Faculty & Staff Lightning Research Presentations
271 19th Avenue S
Minneapolis,
MN
55455
Join the Center for Premodern Studies for seven lightning presentations (5 minutes each) by UMN faculty and staff about their research. There will be time to network and connect following the presentations.
Pat Ahearne-Kroll (Classical and Near Eastern Religions and Cultures) Eclectic texts and diplomatic editions: What they hide and why they are problematic (it’s more than you think)
Too often, eclectic/diplomatic editions are used to reconstruct historical, intellectual, or sociological realities as if those editions were original to that time/place in question, or they are used to anchor comparisons with later writings. My project goes beyond the critiques posed by other scholars; the process of extracting and altering textual evidence and the projection that these editions reflect the “first” or “best” telling are extensions of imperial-minded activity. If we are going to kick the habit, we need a different model for how to do premodern history.
Paloma Barraza (UMN Libraries) Trailblazing Nuns
From Hildegard of Bingen in the 11th century, Germany, to Sor Juana Inés de la Cruz in the 17th century, New Spain, nuns across the globe expressed their polymathic feminine genius through their writings, studies, music, and more. Let's dive into why many trailblazing nuns preferred to marry Christ and live a cloistered life.
Anna Graber (History of Science) Tsardom of Rock: Knowing the Earth in Russia’s Mining Empire
My book manuscript examines how leaders of the mining industry in eighteenth-century Russia developed new methods of knowing and ruling Russia’s natural environment and imperial subjects to forge the modern Russian Empire.
Howard Louthan & Amelia Spell (History) A Global Cult of a Silent Saint
In this project we investigate the surprising emergence and growth of the cult of John Nepomuk, a Czech saint canonized in 1729. Though scholars have studied how this form of devotion rapidly spread across Central Europe, they have paid far less attention to its development as a global phenomenon.
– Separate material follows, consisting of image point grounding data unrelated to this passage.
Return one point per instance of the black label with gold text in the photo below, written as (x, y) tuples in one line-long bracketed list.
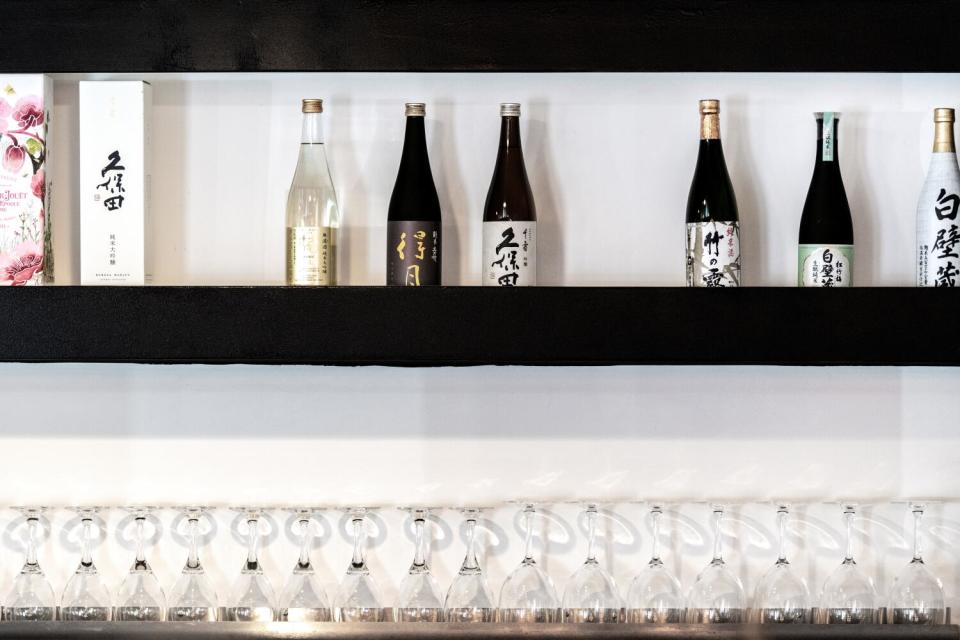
[(413, 253)]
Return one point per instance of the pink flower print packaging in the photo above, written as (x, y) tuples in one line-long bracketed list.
[(26, 257)]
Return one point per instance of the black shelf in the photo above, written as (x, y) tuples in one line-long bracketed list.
[(476, 326), (478, 35), (440, 631)]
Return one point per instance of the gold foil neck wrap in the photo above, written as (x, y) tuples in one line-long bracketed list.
[(312, 105), (510, 109), (418, 109)]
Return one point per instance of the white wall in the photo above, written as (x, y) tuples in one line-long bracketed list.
[(610, 158)]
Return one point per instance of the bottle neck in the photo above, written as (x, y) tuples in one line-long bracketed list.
[(828, 147), (943, 138), (510, 132), (312, 132)]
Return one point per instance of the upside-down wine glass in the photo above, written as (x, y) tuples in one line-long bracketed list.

Hernán Matzkevich (Spanish) Disease as an Identity Marker: Syphilis, Deviance, and Discursive Inversion in Counter-Reformation Spain
This project examines the early modern construction of syphilis as a disease linked to Indigenous peoples, Jewish communities, and other marginalized groups, and analyzes how those labeled as deviant later appropriated and inverted this discourse. By reframing syphilis as evidence of institutional corruption, these voices mobilized medical stigma to challenge the ideological foundations and coercive practices of Counter-Reformation Spain and the Inquisition.
Matthew Reznicek (Medical Humanities) Novel Care
Re-reading the nineteenth-century novel through the politics of care allows us to see the ways in which the novel in the nineteenth century re-imagines society through the experience of care. In Ennui (1809), Mansfield Park (1814), Waverley (1814), care becomes a key fulcrum not only in re-working the individual and social politics of the novels, but also in re-envisioning the foundations of nineteenth-century Irish and British social order.
Jennie Row (French & Italian) Reading for Sex, Race and Disability in Early Modern Images
I will examine a few classic engravings from 17th century French medical and military books, to show how we can read "against the grain" to think about disability community, sexuality/queerness, and coded race.